Читаем Воспоминание о России полностью

Между прочим он считал, что теория криволинейности световых лучей совершенно изменяет наше представление о звездном мире: он считал, что если планеты и звезды наиболее близкие, находящиеся в пределах, когда кривизна пространства не дает себя знать, действительно прямо попадают в поле нашего зрения, то звезды, которые мы привыкли считать просто «более удаленными», на самом деле их лучи совершают многократные циклические обороты в сферическом пространстве, и поэтому они «те же» звезды, как и первые, но только их лучи свершили больше оборотов, прежде чем попасть в глаза земных обитателей.

Когда он мне излагал все эти свои соображения, он сам увлекался: ему не хватало аудитории, достаточно просвещенной в математике. Похоже на то, что он только еще намечал план своих работ в этом направлении и все эти его смелые заключения еще не были им до конца выработаны и уточнены. В его диссертации вообще по этим «космическим» и одновременно и богословским вопросам еще ничего нет.

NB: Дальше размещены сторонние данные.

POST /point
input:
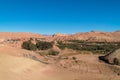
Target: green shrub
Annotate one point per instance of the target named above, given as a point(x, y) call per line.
point(74, 58)
point(29, 45)
point(41, 45)
point(53, 52)
point(116, 61)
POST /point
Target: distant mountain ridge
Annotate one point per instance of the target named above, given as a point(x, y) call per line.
point(92, 36)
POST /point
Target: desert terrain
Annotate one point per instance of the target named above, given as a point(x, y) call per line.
point(20, 64)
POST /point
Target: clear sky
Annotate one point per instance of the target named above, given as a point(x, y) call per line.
point(64, 16)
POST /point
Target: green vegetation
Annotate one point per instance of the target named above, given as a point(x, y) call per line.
point(44, 45)
point(74, 58)
point(95, 47)
point(29, 45)
point(53, 52)
point(116, 61)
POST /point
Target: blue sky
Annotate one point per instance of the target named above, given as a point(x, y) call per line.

Флоренский был человеком необычайным даже по своей наружности. Хотя его фамилия несомненно свидетельствует, что он сам происходил из духовного звания, — его тип был не русский: он мог быть молдаванином, или греком, или даже армянином [105].

По-видимому, он был полным аскетом, и несомненно, что он был очень хорошо знаком со стажем так называемого «умного делания» [106], — по моему впечатлению, в нем гностика было больше, чем православного или католического понимания.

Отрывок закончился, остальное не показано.